The BJP had polled merely 10.16 per cent of the votes in the 2016 Assembly election but its share has now soared to 40.03 per cent, a surge that has translated to 18 Lok Sabha seats.

Party candidates had then forfeited their deposits in 263 of the 291 Assembly seats they contested; now only one candidate has lost his deposit.

On the other hand, the Congress’s vote share slumped to 5.61 per cent from 12.25 per cent in 2016, while the CPM’s share slipped from 19.75 per cent to 6.28 per cent.

Deepa Das Munshi, a key opponent of a Congress-Left alliance, lost her deposit, polling merely 6.55 per cent of the votes in Raiganj.

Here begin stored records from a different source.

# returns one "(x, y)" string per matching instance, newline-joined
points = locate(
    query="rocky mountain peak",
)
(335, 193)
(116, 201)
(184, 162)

The Lok Sabha election result appears to have convinced most central leaders of the Congress that the best option for the future is to align with Mamata’s Trinamul Congress. These leaders argue that the CPM — split between former general secretary Prakash Karat and his successor Sitaram Yechury — will not be able to think and strategise with clarity, turning itself into a mute spectator to the BJP’s rise.

“Pranab Mukherjee had warned Karat when he wanted to pull down the Manmohan Singh government over the nuclear deal that the Congress would be forced to shift towards Trinamul and that would spell doom for the Left,” one leader said.

“Had the Left not withdrawn support from UPA I, neither Trinamul nor the BJP would have been such a big force in Bengal as they are today. We would like the CPM to introspect over their strategies post the N-deal row.”

The Congress does not fully blame the Left for the collapse of the alliance for the recent parliamentary election as there were internal saboteurs in both parties, but party leaders insist the critical mistake was snapping ties after the 2016 state polls. Now the force of circumstances is pushing the Congress to embrace Trinamul again although the state unit has grave reservations.

The central leaders say Mamata too has been aggressive in her policy of crushing the Left and the Congress and questioned her handling of growing communal sentiments in the state, while calling for urgent measures to address the alleged democracy deficit in Bengal politics.

“Mamata can still salvage the situation and we must support her if any desire to block the BJP’s further rise is left within us,” one leader said.

Many senior leaders, as well as the majority of state leaders, feel that the first step Rahul Gandhi should take is reverse the appointment of a greenhorn like Gaurav Gogoi as the in-charge for such an important state.

Bengal leaders have a genuine grudge that the high command did not include any leader from the state in the Congress Working Committee or as a spokesperson. “The ad hoc policy should end and our leaders should show some foresight and drive,” one senior leader said.